“Marandang”, Sahaja Sosok Ahli Bahasa Mandar

Saat pertama kali bertemu dan melihat beliau, entah kenapa mata sayu yang dihiasi keriput tanda umur mulai uzur itu membuatku terkesima. Beliau menyapa saya. Suara halus tertutur dari ucapannya yang renta menjabat tanganku. Bahagia bisa menggenggam tangan seorang ilmuwan Mandar. 

Siapa yang tidak mengenal bapak Abdul Muthalib. Beliau termasuk intelektual Mandar yang cukup disegani, selain memang sudah senior. Saya belum lahir, beliau sudah meliharkan puluhan karya. Hampir seratus karya yang beliau lahirkan terpajang di perpustakaan luar negeri, khususnya di Kyoto Jepang. Sebut buku cerita rakyat Sulawesi Selatan, Ditirakkaqna Alang, Sastra Lisan Toloq Mandar, Transliterasi dan Terjemahan Peppasang dan Kalindaqdaq, Struktur Satra Lisan Mandar, Kedudukan dan Fungsi Bahasa Mandar, Tata Bahasa Mandar, dan Sistem Perulangan Bahasa Mandar.  Masih banyak karya-karya beliau yang tak sempat saya sebutkan. Beliau patut digelari dan masuk klasifikasi seorang pakar bahasa, khususnya Bahasa Mandar.

Saat bertamu ke kediaman beliau pertama kali, Jumat lalu, santun beliau mempersilahkan kami masuk hendak bertamu kerumah. Menanyakan hajat kami bertamu. Rasanya agak malu barusan bercakap dengan orang hebat cakapku dalam hati. Kami sampaikan niat bertamu, selain datang untuk mengkomfirmasi kehadiran teman teman Komunitas Penggiat Budaya dan Wisata Mandar (Kompa Dansa Mandar) wilayah Makassar di hari Minggu nanti juga hendak menimba ilmu sekadarnya dari beliau.

abdul muthalib tokoh penyusn kamus mandar indonesia
Tokoh penyusun kamus Mandar - Indonesia Drs. Abd.
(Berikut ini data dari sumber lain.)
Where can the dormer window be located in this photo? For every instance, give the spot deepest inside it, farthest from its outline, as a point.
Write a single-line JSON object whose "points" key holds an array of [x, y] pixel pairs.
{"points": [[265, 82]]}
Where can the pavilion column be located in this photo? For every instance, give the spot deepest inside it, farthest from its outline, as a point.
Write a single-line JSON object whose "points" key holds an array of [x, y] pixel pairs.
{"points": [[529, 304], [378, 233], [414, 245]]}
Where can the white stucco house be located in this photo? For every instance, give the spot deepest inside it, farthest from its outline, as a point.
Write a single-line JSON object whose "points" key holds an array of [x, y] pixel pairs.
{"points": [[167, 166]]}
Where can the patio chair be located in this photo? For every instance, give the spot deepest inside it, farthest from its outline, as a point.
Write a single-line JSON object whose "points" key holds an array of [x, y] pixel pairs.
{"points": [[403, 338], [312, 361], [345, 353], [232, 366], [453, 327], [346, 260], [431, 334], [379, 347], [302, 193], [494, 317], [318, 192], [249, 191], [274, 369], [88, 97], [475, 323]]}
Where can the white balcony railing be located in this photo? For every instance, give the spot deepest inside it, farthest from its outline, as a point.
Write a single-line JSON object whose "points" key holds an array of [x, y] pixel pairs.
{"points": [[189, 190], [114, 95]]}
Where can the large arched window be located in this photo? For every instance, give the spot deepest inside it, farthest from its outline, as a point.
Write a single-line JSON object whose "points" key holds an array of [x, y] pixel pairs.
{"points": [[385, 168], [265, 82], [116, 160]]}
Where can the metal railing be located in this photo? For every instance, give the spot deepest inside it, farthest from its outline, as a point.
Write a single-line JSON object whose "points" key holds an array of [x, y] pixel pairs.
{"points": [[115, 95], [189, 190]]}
Muthalib (foto : Muhammad Fadil M. )

Saat mulai bercakap dan mulai menceritakan sepenggal perjalanan dan perjuangan hidupnya entah kenapa rasa berbaur saya terpacu untuk mengorek wawasan beliau. Beberapa kali saya melempar pertanyaan pada beliau ucap saya dengan logat Pambusuang yang saya rasa beliau tahu saya orang mana.

“Tabeq puang, meloaq mittuleq, apa perbedaanna bahasa Mandar Pitu Baqbana Binangan anna bahasa Mandar Pitu Ulunna Salu puang?,” tanya saya malu. Beliau menjawab dengan sedemikian rupanya hingga mengeluarkan teori teori kebahasaan linguistik yang belum pernah saya dengar sebelumnya. Hebatnya, beliau menuturkan itu dengan menghubungkannya pada kebahasaan di Mandar. Sungguh hari itu lansung saya gelari beliau sumur ilmu. Ya, sumur ilmu. Sebab air dalam sumur itu adalah ilmu yang jernih dan menyehatkan. Disitulah inspirasi sehingga saya memberi judul tulisan saya ini “marandang” yang berarti jernih.

Beliau juga mengenalkan saya pada titik temu perbedaan perbedaan bahasa di Manda. Perbedaan yang terjadi dalam dialektika bahasa Mandar itu disebabkan intonasi, geografis daerah, dan kebiasaan lidah dalam pengucapan bahasa Mandar yang turun temurun terwarisi di daerah masing-masing. Beliau mencontohkan bagian kecil perbedaan itu, sebut saja bahasa Mandar rumah adalah “boyang”. Itu berlaku untuk sebagian wilayah Balanipa dan Pitu Baqbana Binanga. Lain halnya dengan penyebutan rumah pada daerah Majene dan sebagian wilayah Pitu Ulunna Salu yakni “sapo”. 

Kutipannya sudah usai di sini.